Change and Conflict in the U.S. Army Chaplain Corps since 1945
Army chaplains have long played an integral part in America’s armed forces. In addition to conducting chapel activities on military installations and providing moral and spiritual support on the battlefield, they conduct memorial services for fallen soldiers, minister to survivors, offer counsel on everything from troubled marriages to military bureaucracy, and serve as families-points of contact for wounded or deceased soldiers-all while risking the dangers of combat alongside their troops. In this thoughtful study, Anne C. Loveland examines the role of the army chaplain since World War II, revealing how the corps has evolved in the wake of cultural and religious upheaval in American society and momentous changes in U.S. strategic relations, warfare, and weaponry.
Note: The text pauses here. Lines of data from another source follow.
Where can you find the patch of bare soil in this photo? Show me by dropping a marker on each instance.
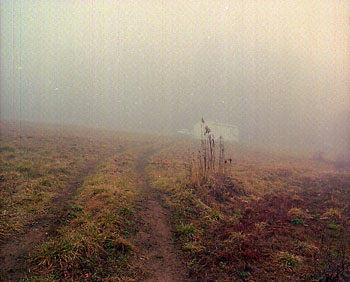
(154, 241)
(13, 264)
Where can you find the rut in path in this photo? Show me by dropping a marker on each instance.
(154, 241)
(13, 253)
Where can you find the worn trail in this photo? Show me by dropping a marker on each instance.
(154, 240)
(13, 253)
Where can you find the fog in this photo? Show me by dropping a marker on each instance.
(279, 70)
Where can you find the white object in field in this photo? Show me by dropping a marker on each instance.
(227, 131)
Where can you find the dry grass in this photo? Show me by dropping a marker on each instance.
(273, 216)
(93, 245)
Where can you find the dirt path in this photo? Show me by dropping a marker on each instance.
(13, 253)
(154, 241)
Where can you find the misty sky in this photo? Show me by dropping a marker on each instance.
(279, 70)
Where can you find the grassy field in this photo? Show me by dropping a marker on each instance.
(89, 205)
(270, 217)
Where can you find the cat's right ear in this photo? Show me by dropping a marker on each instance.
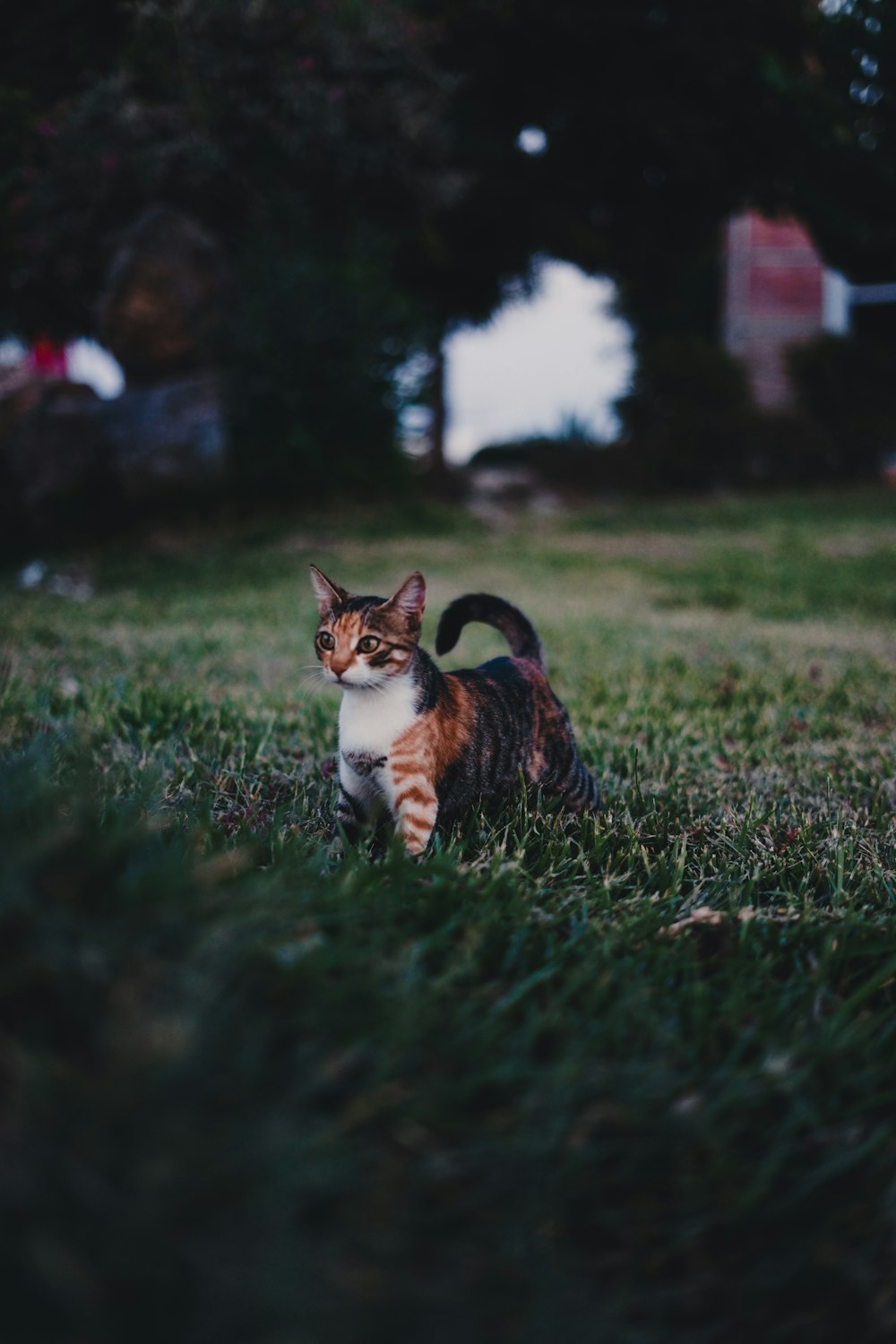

From 1945 to the present, Loveland shows, army chaplains faced several crises that reshaped their roles over time. She chronicles the chaplains’ initiation of the Character Guidance program as a remedy for the soaring rate of venereal disease among soldiers in occupied Europe and Japan after World War II, as well as chaplains’ response to the challenge of increasing secularism and religious pluralism during the “culture wars” of the Vietnam Era. “Religious accommodation,” evangelism and proselytizing, public prayer, and “spiritual fitness” provoked heated controversy among chaplains as well as civilians in the ensuing decades. Then, early in the twenty-first century, chaplains themselves experienced two crisis situations: one the result of the Vietnam-era anti chaplain critique, the other a consequence of increasing religious pluralism, secularization, and sectarianism within the Chaplain Corps, as well as in the army and the civilian religious community.
By focusing on army chaplains’ evolving, sometimes conflict-ridden relations with military leaders and soldiers on the one hand and the civilian religious community on the other, Loveland reveals how religious trends over the past six decades have impacted the corps and, in turn, helped shape American military culture.